Recently, a near complete genome sequence (contigs = 200; 1.9 Mb) of a Staphylococcus genotype, Staphylococcus SK5, was reconstructed from a sample sequenced from the floor of a public restroom [48]. Whole genome-based average nucleotide identity (ANI) analysis revealed that SK5 shared strain level nucleotide identity (~99 %) with its ecotype from human-skin, Staphylococcus lugdunensis N920143 [79]. This suggested that this organism was dispersed from a human source and had potentially been selected for on the restroom floor. Furthermore, using pairwise codon bias variation analysis [50] across orthologous regions of both these ecotypes (N920143 and SK5), both genomes were observed to be under different environmental selection, suggesting that functional constraints dominated [48]. Similar evidence for considerable dispersal and environmental selection was observed in a sediment metagenome, from which a complete genome sequence (2.3 Mb) of a previously uncultured taxon, Candidatus Sulfuricurvum sp.
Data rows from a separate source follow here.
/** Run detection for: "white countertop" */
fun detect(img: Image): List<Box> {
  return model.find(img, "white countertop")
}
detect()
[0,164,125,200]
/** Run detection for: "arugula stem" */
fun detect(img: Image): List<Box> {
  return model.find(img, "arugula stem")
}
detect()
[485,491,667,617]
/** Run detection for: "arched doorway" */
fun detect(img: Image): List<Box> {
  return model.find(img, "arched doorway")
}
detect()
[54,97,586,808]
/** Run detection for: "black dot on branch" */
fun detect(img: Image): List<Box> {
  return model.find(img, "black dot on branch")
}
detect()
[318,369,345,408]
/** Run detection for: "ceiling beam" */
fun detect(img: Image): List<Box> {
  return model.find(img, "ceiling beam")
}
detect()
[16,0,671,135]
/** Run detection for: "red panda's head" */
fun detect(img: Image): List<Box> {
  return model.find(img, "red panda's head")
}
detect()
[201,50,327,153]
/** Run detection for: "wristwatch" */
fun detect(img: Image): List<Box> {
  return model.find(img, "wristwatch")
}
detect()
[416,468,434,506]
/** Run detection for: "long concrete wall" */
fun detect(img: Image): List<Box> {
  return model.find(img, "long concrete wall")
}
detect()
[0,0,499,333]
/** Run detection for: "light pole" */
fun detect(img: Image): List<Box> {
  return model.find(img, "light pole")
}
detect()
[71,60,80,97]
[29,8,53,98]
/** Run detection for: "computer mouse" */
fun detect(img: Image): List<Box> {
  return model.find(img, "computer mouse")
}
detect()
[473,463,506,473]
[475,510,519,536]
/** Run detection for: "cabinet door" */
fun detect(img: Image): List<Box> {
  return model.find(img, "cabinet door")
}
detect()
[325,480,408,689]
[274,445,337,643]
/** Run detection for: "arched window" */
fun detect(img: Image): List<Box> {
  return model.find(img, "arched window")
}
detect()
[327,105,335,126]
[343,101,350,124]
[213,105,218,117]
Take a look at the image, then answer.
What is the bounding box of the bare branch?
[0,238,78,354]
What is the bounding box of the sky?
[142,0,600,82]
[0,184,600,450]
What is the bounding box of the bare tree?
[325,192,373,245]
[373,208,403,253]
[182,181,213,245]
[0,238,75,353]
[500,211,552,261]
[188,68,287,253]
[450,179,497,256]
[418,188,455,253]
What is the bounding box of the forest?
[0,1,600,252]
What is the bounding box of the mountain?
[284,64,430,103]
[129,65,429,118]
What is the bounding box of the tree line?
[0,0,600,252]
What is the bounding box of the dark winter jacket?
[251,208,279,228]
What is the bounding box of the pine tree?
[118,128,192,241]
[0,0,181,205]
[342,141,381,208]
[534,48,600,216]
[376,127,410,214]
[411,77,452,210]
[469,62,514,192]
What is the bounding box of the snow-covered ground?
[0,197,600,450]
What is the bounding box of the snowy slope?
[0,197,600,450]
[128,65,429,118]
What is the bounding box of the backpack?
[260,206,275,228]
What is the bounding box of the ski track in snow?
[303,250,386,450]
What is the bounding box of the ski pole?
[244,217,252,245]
RIFRC-1 [12], was recovered. Whole genome-based ANI analysis revealed that RIFRC-1 shares 75 % genome-wide identity with an ecotype from the oil fields of Japan, Sulfuricurvum kujiense [56]. Interestingly, comparing the codon bias variation across the orthologous segments of these ecotypes, it was clear that both populations were under similar and strong functional constraints. Using these approaches, it is possible to infer the mode of environmental selection for given taxa in specific ecosystems and hypothesize about potential effect of in situ functional constraints on the mutation pressure, natural selection, and genetic drift [77, 78, 80, 81].

Conclusions

Recovery of novel genomes from metagenomic datasets provides components to better parameterize systems biology efforts, by increasing the availability of information on taxonomically resolved, novel metabolic potential. Also, using metagenome contigs binned at species level, phylogenetically independent analysis can be used to accurately estimate the strength of selection and translation efficiency of expressed genes assembled across ecotypes. The computational challenges that limit metagenomic-derived genome reconstructions are slowly being rolled back, and with the decreasing cost of high throughput sequencing, it will soon be possible to perform integrated analysis of inter- and/or intraspecies community dynamics with transcriptomic, proteomic, and metabolomic data from the same samples. Perhaps the most important implication of this integrative multi-omic analysis will be the potential to build predictive models that can further identify specific metabolic exchanges between species.